We saw in the previous article that the 2nd Sir Nathaniel Curzon inherited Kedleston Hall in Derbyshire in 1686, but he and his wife Sarah (née Penn) had been living in Penn since 1671 and their younger boys were still at school at Berkhamsted. He does not seem to have moved to Kedleston until 1691 and in c.1700 commissioned Francis Smith of Warwick to build the red-brick house with stone dressings shown in the painting (attributed to Jan Griffier I), keeping its older brick and timber-framed outbuildings and simple walled garden enclosures. The church was the only building shown in the picture to survive when the old hall was pulled down. This house was in turn pulled down in 1759 to build the present Kedleston Hall.
On the west wall of the north transept of Kedleston church, the ambitious standing wall monument by Peter Scheemakers, a noted sculptor of the day, shows husband and wife in Roman dress and was put up by their youngest daughter, Eleanor (the only child born at Kedleston rather than Penn), in 1737. The monument is the only surviving record of what either the second baronet or his wife looked like, although, as we have seen, a portrait of Sarah as a child survives.
Peter Scheemakers (1691-1781) was from Antwerp where his father was a sculptor.
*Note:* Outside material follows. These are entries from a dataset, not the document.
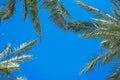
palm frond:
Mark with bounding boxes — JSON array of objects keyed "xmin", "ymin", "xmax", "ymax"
[
  {"xmin": 77, "ymin": 1, "xmax": 116, "ymax": 22},
  {"xmin": 41, "ymin": 0, "xmax": 72, "ymax": 29},
  {"xmin": 107, "ymin": 66, "xmax": 120, "ymax": 80},
  {"xmin": 0, "ymin": 40, "xmax": 37, "ymax": 78},
  {"xmin": 0, "ymin": 0, "xmax": 16, "ymax": 20}
]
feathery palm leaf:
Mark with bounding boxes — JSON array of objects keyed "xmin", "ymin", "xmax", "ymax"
[
  {"xmin": 69, "ymin": 0, "xmax": 120, "ymax": 80},
  {"xmin": 0, "ymin": 40, "xmax": 37, "ymax": 78}
]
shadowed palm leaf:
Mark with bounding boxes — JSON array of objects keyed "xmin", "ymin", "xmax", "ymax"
[{"xmin": 73, "ymin": 0, "xmax": 120, "ymax": 80}]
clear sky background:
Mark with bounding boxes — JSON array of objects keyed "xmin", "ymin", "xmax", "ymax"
[{"xmin": 0, "ymin": 0, "xmax": 115, "ymax": 80}]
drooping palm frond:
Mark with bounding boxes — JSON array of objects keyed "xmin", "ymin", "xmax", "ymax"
[
  {"xmin": 72, "ymin": 0, "xmax": 120, "ymax": 80},
  {"xmin": 24, "ymin": 0, "xmax": 42, "ymax": 37},
  {"xmin": 41, "ymin": 0, "xmax": 72, "ymax": 28},
  {"xmin": 107, "ymin": 66, "xmax": 120, "ymax": 80},
  {"xmin": 0, "ymin": 0, "xmax": 16, "ymax": 20},
  {"xmin": 0, "ymin": 40, "xmax": 37, "ymax": 79}
]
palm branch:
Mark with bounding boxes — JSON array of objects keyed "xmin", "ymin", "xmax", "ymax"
[{"xmin": 0, "ymin": 40, "xmax": 37, "ymax": 80}]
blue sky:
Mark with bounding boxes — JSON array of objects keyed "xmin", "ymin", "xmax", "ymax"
[{"xmin": 0, "ymin": 0, "xmax": 115, "ymax": 80}]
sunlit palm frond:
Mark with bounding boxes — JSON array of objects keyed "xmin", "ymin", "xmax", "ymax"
[
  {"xmin": 0, "ymin": 0, "xmax": 16, "ymax": 20},
  {"xmin": 0, "ymin": 40, "xmax": 37, "ymax": 77},
  {"xmin": 107, "ymin": 66, "xmax": 120, "ymax": 80}
]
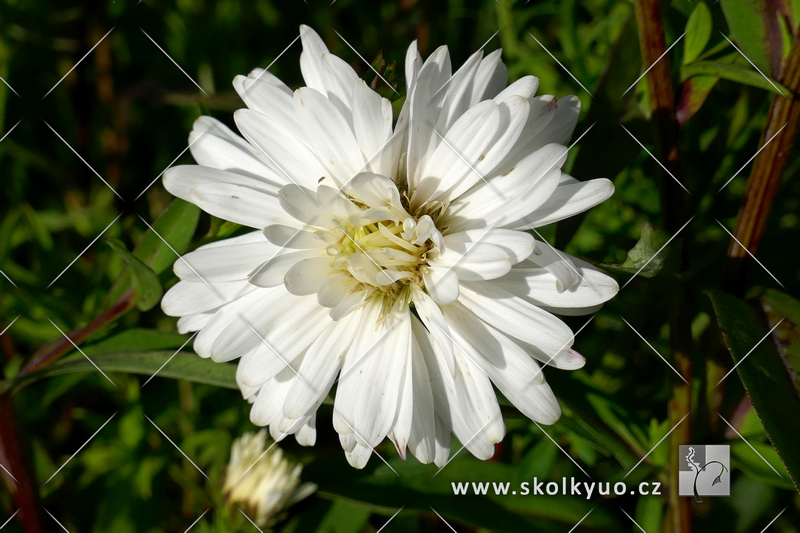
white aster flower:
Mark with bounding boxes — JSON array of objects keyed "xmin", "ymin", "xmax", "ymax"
[
  {"xmin": 163, "ymin": 23, "xmax": 618, "ymax": 468},
  {"xmin": 222, "ymin": 429, "xmax": 317, "ymax": 525}
]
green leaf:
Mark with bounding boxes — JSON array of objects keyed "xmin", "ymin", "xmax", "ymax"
[
  {"xmin": 106, "ymin": 237, "xmax": 164, "ymax": 311},
  {"xmin": 600, "ymin": 224, "xmax": 680, "ymax": 278},
  {"xmin": 681, "ymin": 61, "xmax": 791, "ymax": 95},
  {"xmin": 683, "ymin": 2, "xmax": 713, "ymax": 65},
  {"xmin": 720, "ymin": 0, "xmax": 789, "ymax": 76},
  {"xmin": 730, "ymin": 440, "xmax": 794, "ymax": 490},
  {"xmin": 676, "ymin": 76, "xmax": 719, "ymax": 124},
  {"xmin": 133, "ymin": 200, "xmax": 200, "ymax": 274},
  {"xmin": 708, "ymin": 290, "xmax": 800, "ymax": 487},
  {"xmin": 0, "ymin": 351, "xmax": 239, "ymax": 393},
  {"xmin": 761, "ymin": 289, "xmax": 800, "ymax": 394},
  {"xmin": 303, "ymin": 451, "xmax": 620, "ymax": 533}
]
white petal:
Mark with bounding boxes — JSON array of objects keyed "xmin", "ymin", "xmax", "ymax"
[
  {"xmin": 300, "ymin": 25, "xmax": 328, "ymax": 95},
  {"xmin": 458, "ymin": 282, "xmax": 573, "ymax": 354},
  {"xmin": 294, "ymin": 87, "xmax": 365, "ymax": 185},
  {"xmin": 161, "ymin": 281, "xmax": 255, "ymax": 316},
  {"xmin": 211, "ymin": 287, "xmax": 330, "ymax": 361},
  {"xmin": 412, "ymin": 101, "xmax": 500, "ymax": 205},
  {"xmin": 446, "ymin": 305, "xmax": 561, "ymax": 424},
  {"xmin": 413, "ymin": 289, "xmax": 456, "ymax": 375},
  {"xmin": 233, "ymin": 109, "xmax": 330, "ymax": 187},
  {"xmin": 422, "ymin": 266, "xmax": 458, "ymax": 305},
  {"xmin": 189, "ymin": 180, "xmax": 294, "ymax": 229},
  {"xmin": 173, "ymin": 236, "xmax": 278, "ymax": 283},
  {"xmin": 248, "ymin": 249, "xmax": 327, "ymax": 286},
  {"xmin": 515, "ymin": 176, "xmax": 614, "ymax": 228},
  {"xmin": 283, "ymin": 256, "xmax": 332, "ymax": 296},
  {"xmin": 352, "ymin": 79, "xmax": 392, "ymax": 158},
  {"xmin": 283, "ymin": 315, "xmax": 359, "ymax": 418},
  {"xmin": 189, "ymin": 117, "xmax": 285, "ymax": 188}
]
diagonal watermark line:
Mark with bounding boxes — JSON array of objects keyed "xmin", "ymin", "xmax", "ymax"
[
  {"xmin": 478, "ymin": 30, "xmax": 500, "ymax": 50},
  {"xmin": 0, "ymin": 464, "xmax": 19, "ymax": 484},
  {"xmin": 761, "ymin": 507, "xmax": 788, "ymax": 533},
  {"xmin": 619, "ymin": 507, "xmax": 647, "ymax": 533},
  {"xmin": 336, "ymin": 320, "xmax": 398, "ymax": 388},
  {"xmin": 714, "ymin": 317, "xmax": 786, "ymax": 389},
  {"xmin": 183, "ymin": 507, "xmax": 211, "ymax": 533},
  {"xmin": 714, "ymin": 218, "xmax": 786, "ymax": 289},
  {"xmin": 619, "ymin": 315, "xmax": 689, "ymax": 385},
  {"xmin": 47, "ymin": 213, "xmax": 122, "ymax": 289},
  {"xmin": 619, "ymin": 122, "xmax": 692, "ymax": 196},
  {"xmin": 133, "ymin": 130, "xmax": 208, "ymax": 202},
  {"xmin": 142, "ymin": 330, "xmax": 200, "ymax": 388},
  {"xmin": 239, "ymin": 314, "xmax": 318, "ymax": 392},
  {"xmin": 144, "ymin": 415, "xmax": 208, "ymax": 478},
  {"xmin": 0, "ymin": 76, "xmax": 22, "ymax": 98},
  {"xmin": 719, "ymin": 31, "xmax": 786, "ymax": 98},
  {"xmin": 43, "ymin": 26, "xmax": 116, "ymax": 98},
  {"xmin": 0, "ymin": 509, "xmax": 20, "ymax": 529},
  {"xmin": 428, "ymin": 505, "xmax": 458, "ymax": 533},
  {"xmin": 44, "ymin": 413, "xmax": 117, "ymax": 485},
  {"xmin": 139, "ymin": 28, "xmax": 208, "ymax": 96},
  {"xmin": 0, "ymin": 119, "xmax": 22, "ymax": 142},
  {"xmin": 47, "ymin": 213, "xmax": 122, "ymax": 289},
  {"xmin": 620, "ymin": 32, "xmax": 688, "ymax": 97},
  {"xmin": 533, "ymin": 228, "xmax": 592, "ymax": 289},
  {"xmin": 236, "ymin": 431, "xmax": 288, "ymax": 481},
  {"xmin": 45, "ymin": 317, "xmax": 119, "ymax": 388},
  {"xmin": 533, "ymin": 420, "xmax": 592, "ymax": 479},
  {"xmin": 375, "ymin": 505, "xmax": 404, "ymax": 533},
  {"xmin": 236, "ymin": 505, "xmax": 264, "ymax": 533},
  {"xmin": 622, "ymin": 411, "xmax": 692, "ymax": 479},
  {"xmin": 528, "ymin": 313, "xmax": 597, "ymax": 383},
  {"xmin": 0, "ymin": 315, "xmax": 22, "ymax": 337},
  {"xmin": 717, "ymin": 413, "xmax": 783, "ymax": 479},
  {"xmin": 44, "ymin": 509, "xmax": 69, "ymax": 533},
  {"xmin": 717, "ymin": 121, "xmax": 789, "ymax": 194},
  {"xmin": 339, "ymin": 416, "xmax": 400, "ymax": 477},
  {"xmin": 244, "ymin": 34, "xmax": 300, "ymax": 92},
  {"xmin": 42, "ymin": 120, "xmax": 124, "ymax": 201},
  {"xmin": 620, "ymin": 215, "xmax": 696, "ymax": 290},
  {"xmin": 0, "ymin": 270, "xmax": 19, "ymax": 289},
  {"xmin": 528, "ymin": 32, "xmax": 594, "ymax": 98},
  {"xmin": 431, "ymin": 127, "xmax": 508, "ymax": 201},
  {"xmin": 567, "ymin": 507, "xmax": 597, "ymax": 533},
  {"xmin": 331, "ymin": 29, "xmax": 400, "ymax": 96},
  {"xmin": 432, "ymin": 418, "xmax": 493, "ymax": 477}
]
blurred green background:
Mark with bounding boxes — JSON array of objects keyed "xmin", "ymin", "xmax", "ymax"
[{"xmin": 0, "ymin": 0, "xmax": 800, "ymax": 533}]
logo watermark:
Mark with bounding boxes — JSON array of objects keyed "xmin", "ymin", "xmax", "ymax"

He spent several years studying in Rome, settled in London in c.1730 and rapidly became very successful. One of his very earliest monuments was to Montague Drake of Shardeloes in Amersham church and his most successful work was the statue of Shakespeare in Westminster Abbey.
Penn Arms: Note that the three roundels on the Penn arms are silver, not the mistaken gold on the Penn arms in Penn church.